BACA JUGA: Iran Mandiri di Bawah Bayang-Bayang Embargo
Mengapa Pulau Kharg disebut sebagai lifeline? Jawabannya terletak pada angka yang mencengangkan: sekitar 90% ekspor minyak mentah Iran melalui pulau ini. Kharg berfungsi sebagai terminal terminal ekspor minyak terbesar dan terpenting di Iran.
Di pulau ini, terdapat infrastruktur raksasa yang menghubungkan ladang minyak di daratan (seperti di Khuzestan) dan lepas pantai melalui jaringan pipa bawah laut. Di pulau ini terdapat terminal pemuatan raksasa. Terminal ini memiliki dermaga (seperti dermaga T dan dermaga laut) yang mampu menampung banyak kapal tanker raksasa secara bersamaan.

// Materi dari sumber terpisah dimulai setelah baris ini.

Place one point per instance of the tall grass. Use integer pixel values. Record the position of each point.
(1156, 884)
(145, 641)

Fasilitas penyimpanan minyak berupa tangki-tangki penyimpanan raksasa dengan kapasitas total mencapai 30 juta barel, yang berfungsi sebagai cadangan sebelum dikapalkan ke pasar global, terutama ke Tiongkok.

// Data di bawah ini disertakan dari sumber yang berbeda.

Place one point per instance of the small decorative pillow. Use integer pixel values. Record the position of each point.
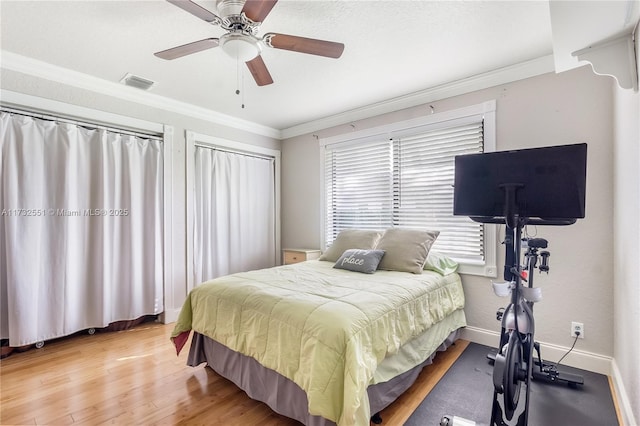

Terdapat tiga terminal utama: Kharg Terminal, Sea Island Terminal, dan Darius Terminal. Fasilitas ini memiliki dermaga raksasa yang mampu melayani hingga 10 kapal tanker kelas VLCC (Very Large Crude Carrier) secara bersamaan.
Pusat Pengolahan Gas dan Kimia yaitu Kharg Chemical Complex (Khemco) yang memproses gas alam menjadi produk turunan seperti sulfur dan propana.
Ada bandara internasional Kharg yang meskipun kecil, bandara ini sangat sibuk melayani penerbangan karyawan industri minyak dari dan ke kota-kota besar seperti Teheran, Shiraz, dan Bushehr.
Karena pulau ini adalah batu karang, sumber air tawar alami sangat terbatas. Pulau ini memiliki fasilitas desalinasi besar untuk menyuling air laut menjadi air layak konsumsi bagi penduduknya.
Sebagai aset paling berharga, pulau ini dijaga ketat oleh sistem pertahanan udara canggih, pangkalan angkatan laut, dan personil Garda Revolusi Iran (IRGC).
Populasi Kharg terdiri dari sekitar 8.000 hingga 10.000 jiwa, yang sebagian besar adalah pekerja sektor perminyakan dan militer beserta keluarga mereka.

Di sisi timur laut pulau terdapat kota Kharg dengan pemukiman yang memiliki sekolah (dari TK hingga SMA), rumah sakit, bioskop, dan pusat kebugaran. Kehidupan di sini terasa seperti “kota perusahaan” di mana hampir semua orang saling mengenal dan terikat pada industri yang sama.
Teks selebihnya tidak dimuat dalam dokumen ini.